Five years since then, Pallavi’s parents still wait for justice as the accused, Sajjad Mogul, jumped parole after being arrested and charged with murder and assault among others. The hope is justice can ebb away some of the pain for her parents Atanu and Sumita.
When Mumbai police arrested Sajjad, he was outside the Mumbai Central Railway station, about to board a train. In the trial before the Mumbai Sessions Court, he pleaded not guilty even as murder charges were proved against him.
Section 302 (Murder), Section 354 (Assault) or any of the other charges do not come close to circumscribing the horror of that night. The convict, Sajjad, employed as a security guard in the housing complex where Pallavi and Avik lived had the sinister intention of assaulting Pallavi since a long time.
He had discussed the same with his friends. On the fateful day, Sajjad came to Pallavi’s apartment post-midnight, armed with a knife and determined to commit the crime. He had stolen the keys when he accompanied an electrician earlier in the evening when he had cut off electricity supply in the apartment.
Pallavi fought hard to save her life, despite Sajjad having stabbed her 16 times, even slitting her throat. Bloodstains on the 16th floor of the building narrated a tale of how Pallavi made desperate attempts to get help, while she was being savagely attacked.
In the judgment which the parents Atanu and Sumita have called, “obnoxious", the judge while disagreeing with the demand for death penalty, wrote, “when the accused saw Pallavi in scanty clothes, he was sexually excited… therefore aggravating fact of pre-planning is not there". The reasoning cited by the judge that the convict was consumed by lust as he saw her, has been just one of the many ways in which the system failed Pallavi and her parents.
“How should a girl dress in the confines of her bedroom, in the sultry weather of Bombay summers", Atanu Purakasytha has asked repeatedly.
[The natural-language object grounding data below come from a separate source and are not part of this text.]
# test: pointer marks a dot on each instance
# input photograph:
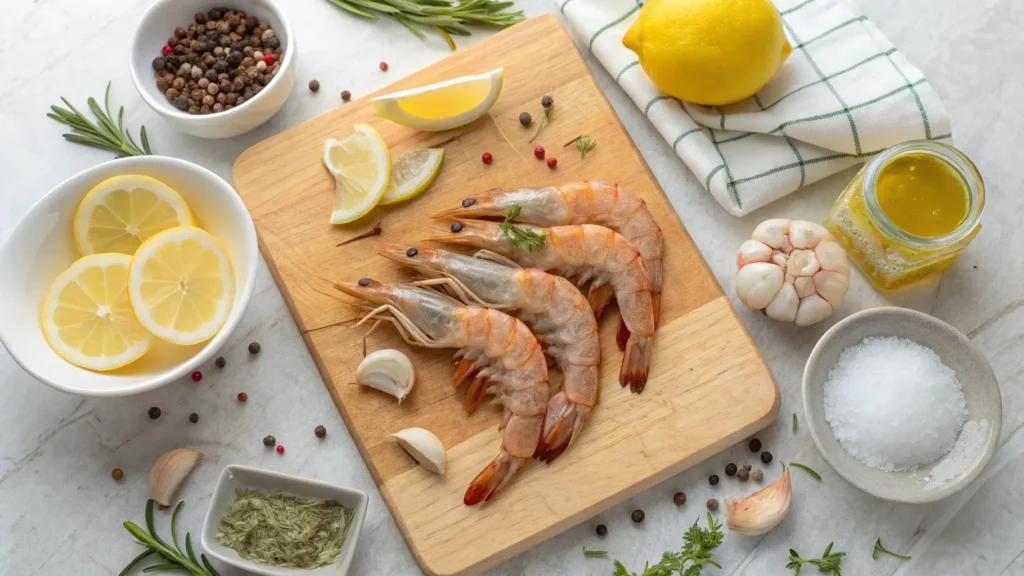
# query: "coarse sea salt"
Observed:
(893, 405)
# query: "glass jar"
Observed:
(890, 256)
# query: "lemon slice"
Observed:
(120, 213)
(442, 106)
(361, 168)
(86, 317)
(412, 173)
(180, 285)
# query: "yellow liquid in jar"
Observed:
(922, 195)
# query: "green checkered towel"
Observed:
(844, 94)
Misogyny was written all over, both in the court room and the judgement, even as the appeal was pending against Sajjad Mogul, he was granted parole from the Nashik jail.
He left the confines of the jail without any police protection and never returned. The Jammu and Kashmir Police in Baramullah, Sajjad’s hometown, was never informed about his parole. The Nashik Jail authorities never asked the Mumbai Police, whether the parole should be accepted or not.
It’s been more than a year, since Sajjad, convicted of brutal assault and murder of Pallavi Purakayastha walked away, like a free man. And no one has a clue of his whereabouts.